7 Zeven dagen lang moeten er ongezuurde broden gegeten worden. Wat gezuurd is,
mag bij u niet gezien worden, ja, geen zuurdeeg mag er in heel uw gebied bij u
gezien worden.
8 En op die dag moet u uw zoon vertellen: Dit gebeurt om wat YAHUVEH voor mij
gedaan heeft, toen ik uit Egypte vertrok.

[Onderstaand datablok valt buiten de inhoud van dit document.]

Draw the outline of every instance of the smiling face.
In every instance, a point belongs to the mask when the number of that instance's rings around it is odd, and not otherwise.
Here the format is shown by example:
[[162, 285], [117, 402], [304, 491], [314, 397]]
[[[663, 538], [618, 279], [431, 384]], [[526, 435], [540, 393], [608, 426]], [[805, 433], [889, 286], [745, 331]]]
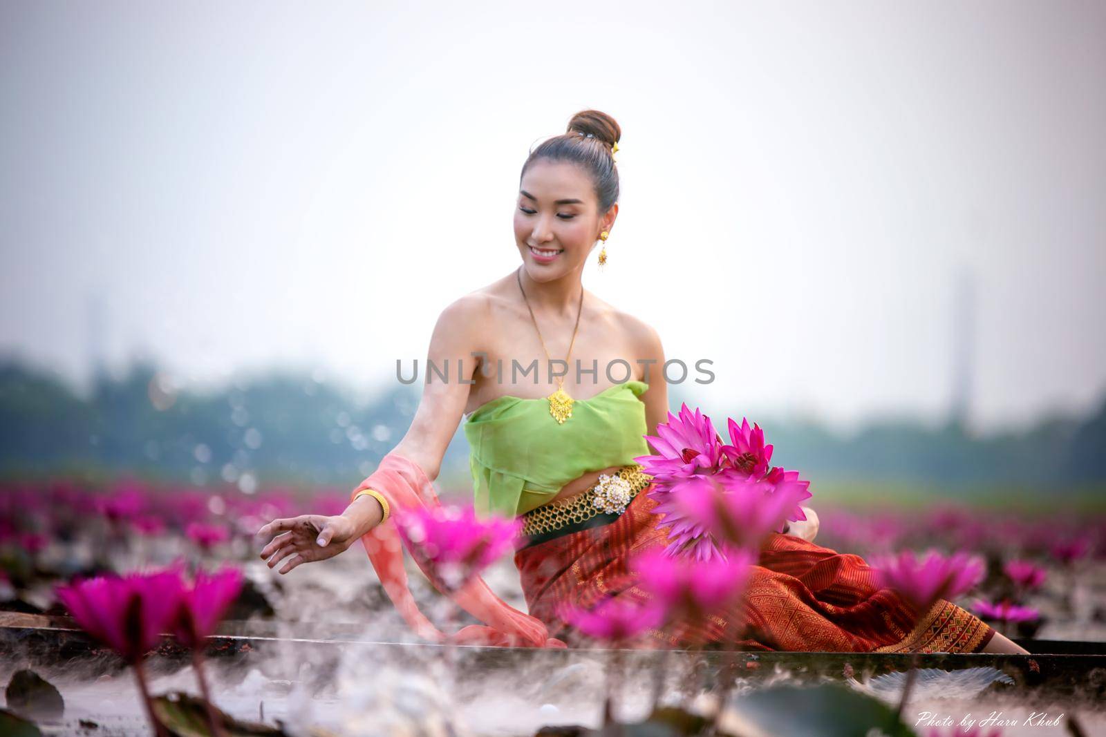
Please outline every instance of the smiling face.
[[580, 166], [535, 160], [522, 177], [514, 211], [514, 242], [526, 273], [546, 282], [583, 270], [617, 213], [617, 203], [598, 212], [595, 187]]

9 En het moet voor u als een teken op uw hand zijn, en als een herinnering
tussen uw ogen, opdat de wet van YAHUVEH in uw mond is, want YAHUVEH heeft u met
sterke hand uit Egypte geleid.
10 Daarom moet u deze verordening in acht nemen op de daarvoor vastgestelde tijd,
van dagen naar dagen.
11 Het zal gebeuren, als YAHUVEH u in het land van de Kanaänieten gebracht heeft,
zoals Hij u en uw vaderen gezworen heeft, en Hij het u gegeven heeft,
12 dat u alles wat de baarmoeder opent, aan YAHUVEH zult afstaan. Ook alles wat
de baarmoeder opent van de dracht van het vee dat u toebehoort: de mannetjes
zullen voor YAHUVEH zijn.
13 Maar alles wat de baarmoeder van een ezelin opent, moet u vrijkopen met een
lam. Als u het niet vrijkoopt, moet u het de nek breken. Maar wat de mensen
betreft, moet u alle eerstgeborenen onder uw zonen vrijkopen.

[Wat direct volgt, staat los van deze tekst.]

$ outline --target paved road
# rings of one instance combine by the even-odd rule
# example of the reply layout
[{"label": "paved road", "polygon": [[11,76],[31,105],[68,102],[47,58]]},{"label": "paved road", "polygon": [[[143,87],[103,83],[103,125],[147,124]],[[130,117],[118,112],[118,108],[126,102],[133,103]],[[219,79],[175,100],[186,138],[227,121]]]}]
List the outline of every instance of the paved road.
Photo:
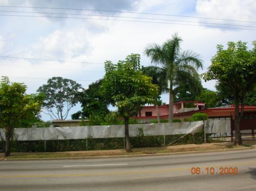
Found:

14 Het zal gebeuren, als uw zoon u morgen vraagt: Wat is dit? dat u tegen hem
zult zeggen: YAHUVEH heeft ons met sterke hand uit Egypte, uit het slavenhuis,
geleid.
15 Want toen de farao zich verhardde en weigerde ons te laten gaan, gebeurde het
dat YAHUVEH alle eerstgeborenen in het land Egypte doodde, van de eerstgeborene
van de mens tot de eerstgeborene van het vee toe. Daarom offer ik aan YAHUVEH de
mannetjes van alles wat de baarmoeder opent, maar alle eerstgeborenen van mijn
zonen koop ik vrij.
16 Dit zal tot een teken zijn op uw hand en tot een band tussen uw ogen, want
YAHUVEH heeft ons met sterke hand uit Egypte geleid.